The design is very straightforward with many possibilities for variation. During our most recent workshop for adults at After Dark, we provided the following supplies:
- LEDs (3-5 mm in size)
- Acrylic sheet
- A way to etch, either by hand or with a laser cutter
- Battery (3V coin cell)
- Optional materials: 18 gauge copper wire, wire bending tools, masking tape, dark paper for backing, decorations
Glowforge Troubleshooting
The Glowforge is a unique laser cutter because it has a camera in the lid that allows users to scan drawings directly into their CAD software. Sebastian highlights some of these advantages in his blogpost about the digital fabrication tool. We wanted to utilize the Glowforge’s ability to transform drawings into etch and cut lines without using traditional design software. This ability makes a tool like a laser cutter much more accessible to museum visitors. I also love designs retain their hand-drawn aesthetic.
Behind the scenes, we learned a lot about the best way to use the Glowforge. While we are familiar with laser cutters with our Universal, the Glowforge has unique quirks that we needed to learn. For instance, the Glowforge cuts designs from the outside-in. This is unusual (and frustrating) when you have a design that has inside cuts that are then out of place because the whole piece moved when after it dropped to the bed and shifted position. This situation does require using design software like Illustrator to modify the colors of lines so that the SVG file imports with different layers that then can be ordered for cut priority.

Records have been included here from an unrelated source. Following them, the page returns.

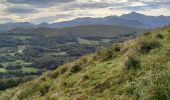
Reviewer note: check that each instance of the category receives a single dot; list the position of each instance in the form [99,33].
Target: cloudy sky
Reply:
[38,11]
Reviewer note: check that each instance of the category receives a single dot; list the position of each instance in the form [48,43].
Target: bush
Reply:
[75,68]
[159,36]
[1,66]
[10,67]
[131,61]
[145,47]
[105,54]
[44,89]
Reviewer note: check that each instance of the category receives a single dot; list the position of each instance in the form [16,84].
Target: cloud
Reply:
[21,10]
[39,2]
[37,11]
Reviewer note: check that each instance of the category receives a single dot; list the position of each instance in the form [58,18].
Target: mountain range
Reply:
[132,19]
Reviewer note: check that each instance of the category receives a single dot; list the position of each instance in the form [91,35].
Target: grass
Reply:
[124,72]
[3,70]
[29,70]
[85,41]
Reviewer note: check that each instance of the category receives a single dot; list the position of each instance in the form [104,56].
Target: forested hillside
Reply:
[138,69]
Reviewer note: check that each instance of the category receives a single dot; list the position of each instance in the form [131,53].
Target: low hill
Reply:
[82,31]
[138,69]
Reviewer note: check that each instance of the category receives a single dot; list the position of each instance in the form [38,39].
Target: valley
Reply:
[30,52]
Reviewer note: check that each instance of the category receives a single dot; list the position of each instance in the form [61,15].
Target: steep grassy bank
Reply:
[138,69]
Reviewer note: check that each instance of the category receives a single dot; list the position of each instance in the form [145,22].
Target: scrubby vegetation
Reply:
[138,69]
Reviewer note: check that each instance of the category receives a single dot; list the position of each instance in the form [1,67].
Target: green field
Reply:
[29,70]
[89,42]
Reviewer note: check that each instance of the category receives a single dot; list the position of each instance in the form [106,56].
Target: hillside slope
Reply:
[138,69]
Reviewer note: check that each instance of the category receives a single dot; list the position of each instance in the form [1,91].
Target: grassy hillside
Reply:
[82,31]
[138,69]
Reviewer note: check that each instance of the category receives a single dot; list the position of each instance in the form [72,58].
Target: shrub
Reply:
[1,66]
[145,47]
[105,54]
[63,69]
[147,33]
[44,89]
[75,68]
[159,36]
[131,61]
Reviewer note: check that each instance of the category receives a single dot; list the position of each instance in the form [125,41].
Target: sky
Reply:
[37,11]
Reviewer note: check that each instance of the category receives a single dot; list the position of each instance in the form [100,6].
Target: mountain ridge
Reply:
[131,20]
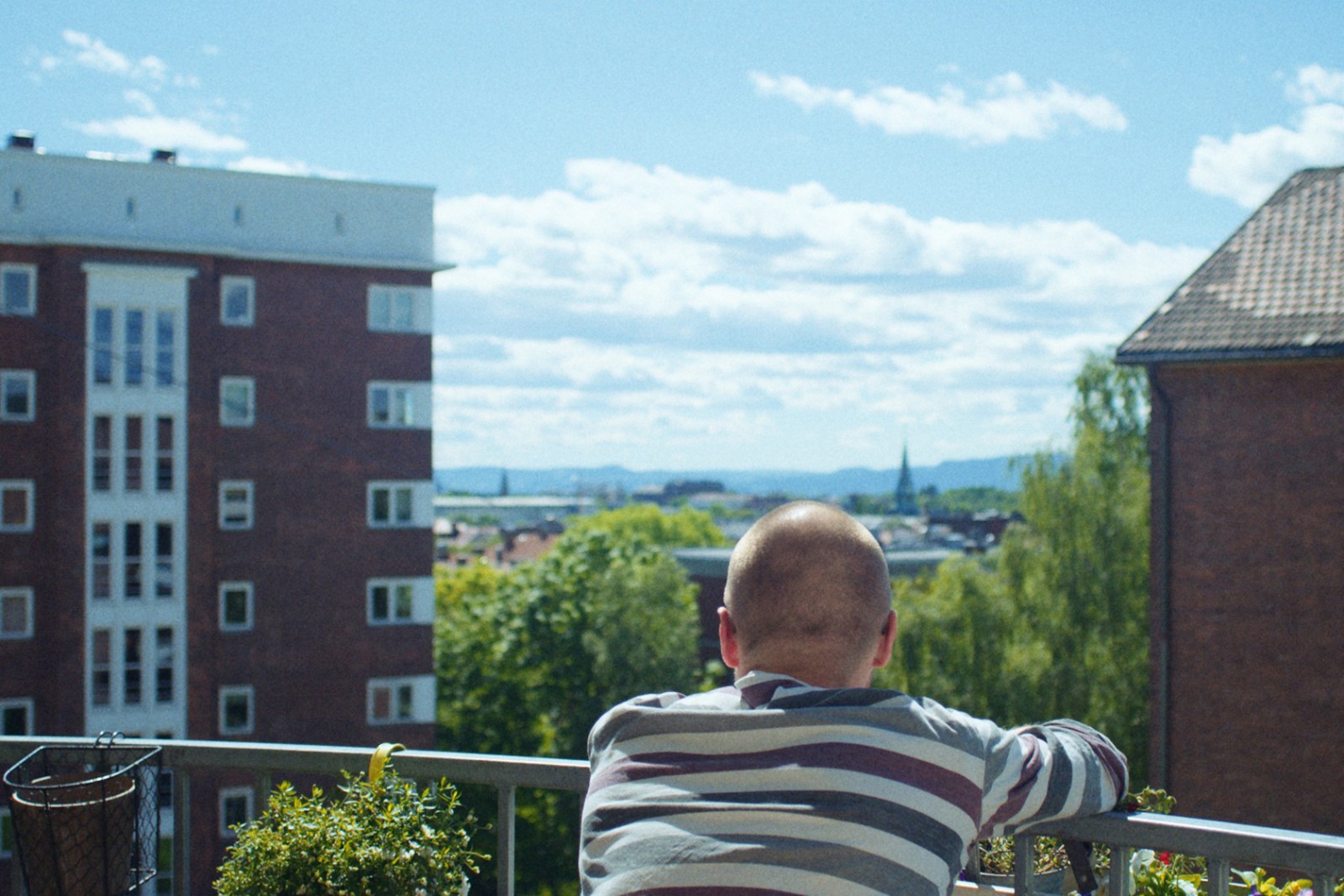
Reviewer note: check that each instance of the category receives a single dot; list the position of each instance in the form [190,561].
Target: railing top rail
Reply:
[307,759]
[1249,846]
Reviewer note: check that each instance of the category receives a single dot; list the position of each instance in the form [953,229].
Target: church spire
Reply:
[906,504]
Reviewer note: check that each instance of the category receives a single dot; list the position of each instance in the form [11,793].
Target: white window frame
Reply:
[26,488]
[228,412]
[27,382]
[226,285]
[248,504]
[401,309]
[30,305]
[230,794]
[249,595]
[226,694]
[416,399]
[421,609]
[22,594]
[421,495]
[421,689]
[19,703]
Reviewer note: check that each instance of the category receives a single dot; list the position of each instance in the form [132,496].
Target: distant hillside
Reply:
[949,474]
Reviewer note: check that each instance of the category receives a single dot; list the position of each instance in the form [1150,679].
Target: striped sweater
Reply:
[773,786]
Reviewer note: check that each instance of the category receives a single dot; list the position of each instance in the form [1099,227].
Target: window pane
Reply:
[165,356]
[18,291]
[13,508]
[102,345]
[134,453]
[403,600]
[134,352]
[13,614]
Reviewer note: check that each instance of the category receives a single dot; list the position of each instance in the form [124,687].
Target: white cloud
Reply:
[165,132]
[649,308]
[92,53]
[1008,107]
[1247,167]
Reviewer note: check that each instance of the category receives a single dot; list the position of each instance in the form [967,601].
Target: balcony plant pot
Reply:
[85,819]
[380,836]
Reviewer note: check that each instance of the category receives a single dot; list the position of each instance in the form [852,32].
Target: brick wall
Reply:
[1254,579]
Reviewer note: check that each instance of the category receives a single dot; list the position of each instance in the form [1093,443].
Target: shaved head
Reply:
[808,584]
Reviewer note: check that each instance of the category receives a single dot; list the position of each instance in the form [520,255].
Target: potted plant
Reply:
[381,836]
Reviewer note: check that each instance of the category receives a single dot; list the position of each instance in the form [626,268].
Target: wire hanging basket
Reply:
[87,819]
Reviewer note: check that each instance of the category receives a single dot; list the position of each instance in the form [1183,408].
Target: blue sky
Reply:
[737,235]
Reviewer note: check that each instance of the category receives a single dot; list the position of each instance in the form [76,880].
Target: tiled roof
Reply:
[1276,289]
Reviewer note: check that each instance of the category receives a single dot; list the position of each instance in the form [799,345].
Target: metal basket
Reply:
[87,819]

The Glowforge also loves to use its own materials and requires a little extra legwork for using anything else. We started collecting and saving our favorite materials, such as our regular ¼” plywood and ⅛” acrylic to our Tinkering Studio Glowforge account. Steph and I also took the opportunity to start creating a library of computational tinkering tiles (riffing off of the tinkering tiles) to document cut and etch settings on both laser cutters.